Artificial‑intelligence models are poised to reshape how doctors spot and treat heart disease, but new research warns that the gains may come at a higher price.

In two separate studies, researchers demonstrated that a computer‑trained algorithm can read the humble electrocardiogram (EKG) to uncover hidden structural heart problems, while a deep‑learning model can flag heart‑failure patients who would most benefit from implantable cardioverter‑defibrillators (ICDs). Both innovations promise to expand the pool of patients eligible for expensive imaging and device implantation.

EchoNext, developed by scientists at New York Presbyterian Hospital and Columbia University Irving Medical Center, was published in a 2025 Nature Medicine paper. The model achieved a diagnostic accuracy of 77.3 % in detecting structural heart disease on a standardized EKG dataset, surpassing the 64 % accuracy of an average cardiologist. By parsing waveform nuances and tabular features, EchoNext flags subtle signs of valve dysfunction or early heart‑failure risk.

The algorithm will soon be accessible through OpenEvidence, a clinical decision‑support platform that blends large‑language‑model reasoning with a curated database of high‑impact medical literature. Founded in 2022 and valued at $12 billion in early 2026, OpenEvidence serves more than 10 000 hospitals and medical centers. Integrating EchoNext into its workflow will give clinicians who rarely interpret EKGs for structural disease an automated risk score that can prompt a follow‑up echocardiogram.

A separate study, appearing in Nature, trained a deep‑learning algorithm to identify a biomarker that predicts which heart‑failure patients face life‑threatening arrhythmias. The model was built on EKGs and mortality data from Sweden and then validated with data from the United States and Taiwan. In the Swedish cohort, the biomarker outperformed left‑ventricular ejection fraction alone in selecting patients who would benefit from an ICD, potentially improving prioritization of this life‑saving device.

Both papers underscore the expanding role of AI in cardiovascular care. EchoNext shows how a low‑cost, widely available test can uncover disease that might otherwise go unnoticed until symptoms appear. The ICD biomarker demonstrates how machine learning can refine risk stratification beyond traditional clinical metrics.

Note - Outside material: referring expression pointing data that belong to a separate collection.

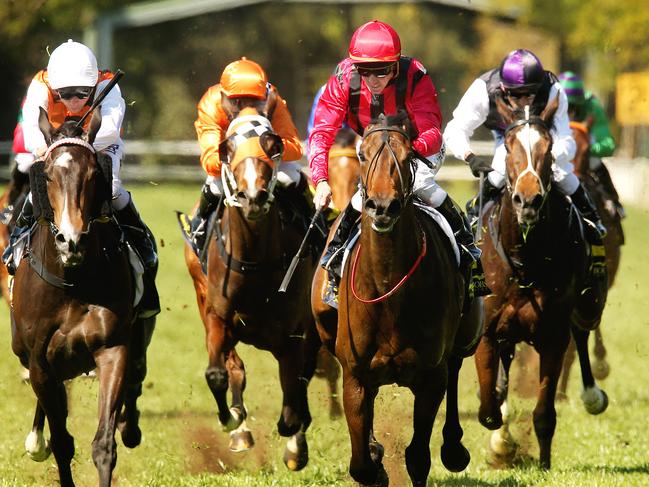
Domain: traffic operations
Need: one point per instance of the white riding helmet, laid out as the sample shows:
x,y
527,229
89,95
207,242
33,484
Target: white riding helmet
x,y
72,64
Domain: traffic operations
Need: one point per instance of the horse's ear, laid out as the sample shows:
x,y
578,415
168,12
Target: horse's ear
x,y
548,113
506,112
45,125
95,124
271,144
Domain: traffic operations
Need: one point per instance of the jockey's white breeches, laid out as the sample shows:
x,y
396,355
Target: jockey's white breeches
x,y
563,174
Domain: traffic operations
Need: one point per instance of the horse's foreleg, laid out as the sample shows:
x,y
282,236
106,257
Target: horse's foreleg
x,y
358,402
595,399
601,369
487,362
545,415
455,456
240,436
53,400
216,373
111,364
128,422
37,447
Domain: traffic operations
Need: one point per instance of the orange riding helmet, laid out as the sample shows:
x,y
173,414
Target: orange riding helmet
x,y
244,78
375,42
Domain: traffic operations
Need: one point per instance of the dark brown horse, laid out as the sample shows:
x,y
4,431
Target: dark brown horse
x,y
536,263
73,301
612,243
238,299
400,313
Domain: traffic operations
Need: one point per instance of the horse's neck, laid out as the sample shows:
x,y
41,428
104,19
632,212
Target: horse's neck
x,y
256,240
386,255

However, the authors caution that these tools are unlikely to curb overall healthcare spending. By identifying more patients who qualify for expensive imaging or device implantation, the models may drive up utilization. The studies did not include cost‑effectiveness analyses, and the researchers noted that further work is needed to assess economic impact.

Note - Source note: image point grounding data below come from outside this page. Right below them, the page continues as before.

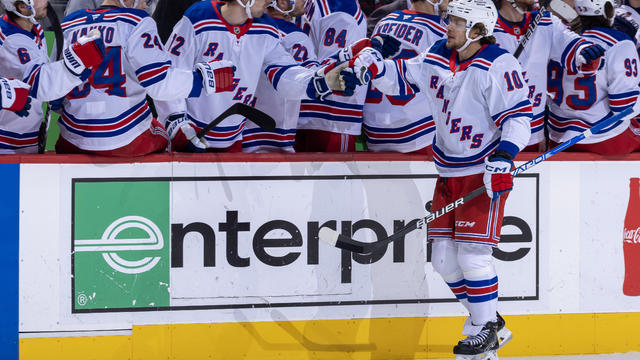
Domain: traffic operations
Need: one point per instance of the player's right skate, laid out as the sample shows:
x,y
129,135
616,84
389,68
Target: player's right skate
x,y
482,346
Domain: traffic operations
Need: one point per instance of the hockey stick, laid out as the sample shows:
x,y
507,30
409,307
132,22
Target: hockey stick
x,y
333,238
57,30
254,115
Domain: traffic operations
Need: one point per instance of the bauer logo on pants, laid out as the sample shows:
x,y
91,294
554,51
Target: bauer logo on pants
x,y
120,242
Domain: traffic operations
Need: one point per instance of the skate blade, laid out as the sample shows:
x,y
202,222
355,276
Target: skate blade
x,y
504,336
489,355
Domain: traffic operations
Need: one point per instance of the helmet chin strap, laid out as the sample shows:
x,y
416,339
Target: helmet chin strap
x,y
135,3
469,41
515,6
247,6
436,6
31,17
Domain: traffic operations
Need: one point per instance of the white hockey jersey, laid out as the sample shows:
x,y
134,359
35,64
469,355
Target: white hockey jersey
x,y
550,40
403,123
284,111
110,109
253,47
23,56
580,101
471,101
334,25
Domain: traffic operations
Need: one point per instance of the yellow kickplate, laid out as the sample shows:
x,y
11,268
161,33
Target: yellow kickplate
x,y
356,339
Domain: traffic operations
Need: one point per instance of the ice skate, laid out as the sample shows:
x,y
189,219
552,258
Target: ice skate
x,y
504,334
482,346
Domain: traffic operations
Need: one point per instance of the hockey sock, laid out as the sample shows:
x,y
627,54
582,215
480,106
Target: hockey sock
x,y
481,281
482,292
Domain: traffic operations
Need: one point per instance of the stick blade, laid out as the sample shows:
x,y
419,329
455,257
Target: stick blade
x,y
257,117
335,239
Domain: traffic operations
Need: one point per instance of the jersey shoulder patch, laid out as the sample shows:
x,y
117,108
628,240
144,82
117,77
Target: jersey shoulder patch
x,y
607,35
286,27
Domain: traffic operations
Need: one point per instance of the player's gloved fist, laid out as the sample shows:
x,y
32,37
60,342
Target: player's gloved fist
x,y
217,76
182,134
589,57
326,80
367,65
15,96
387,45
497,174
354,49
87,52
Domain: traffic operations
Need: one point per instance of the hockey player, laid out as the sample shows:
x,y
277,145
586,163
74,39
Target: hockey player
x,y
23,55
284,111
482,115
551,40
333,124
237,30
404,123
14,96
108,114
580,101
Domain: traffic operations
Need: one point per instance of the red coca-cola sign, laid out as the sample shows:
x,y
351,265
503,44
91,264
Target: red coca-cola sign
x,y
631,241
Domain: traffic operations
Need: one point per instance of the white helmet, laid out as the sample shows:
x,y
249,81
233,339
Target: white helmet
x,y
595,8
136,2
274,4
474,12
247,6
10,5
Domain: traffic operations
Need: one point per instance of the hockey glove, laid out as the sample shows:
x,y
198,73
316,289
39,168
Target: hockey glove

EchoNext received its first FDA clearance for AI detection of hidden heart disease on June 23 2026. The approval followed a series of studies that demonstrated the model’s safety and effectiveness. While the clearance marks a milestone for AI‑driven diagnostics, it also highlights the regulatory scrutiny that accompanies clinical deployment.

The two AI tools illustrate a broader trend: the integration of machine‑learning models into clinical decision‑support systems. By providing clinicians with evidence‑based risk scores, these systems aim to improve diagnostic accuracy and patient outcomes, but the potential for increased utilization and cost remains a key consideration for payers, providers, and policymakers.

At present, EchoNext is available through OpenEvidence, while the ICD biomarker remains in the research phase. Future steps include prospective validation studies, health‑economic evaluations, and integration into electronic health‑record workflows. The next wave of AI‑driven cardiac tools will likely focus on balancing clinical benefit with cost containment.

In sum, the two studies demonstrate that AI can enhance cardiac screening and treatment decisions. EchoNext offers a way to detect structural heart disease from an EKG, while the ICD biomarker refines risk stratification for device implantation. Both tools are expected to broaden access to advanced diagnostics but may also raise healthcare utilization and spending. Continued research and careful implementation will determine how these technologies shape cardiovascular care in the coming years.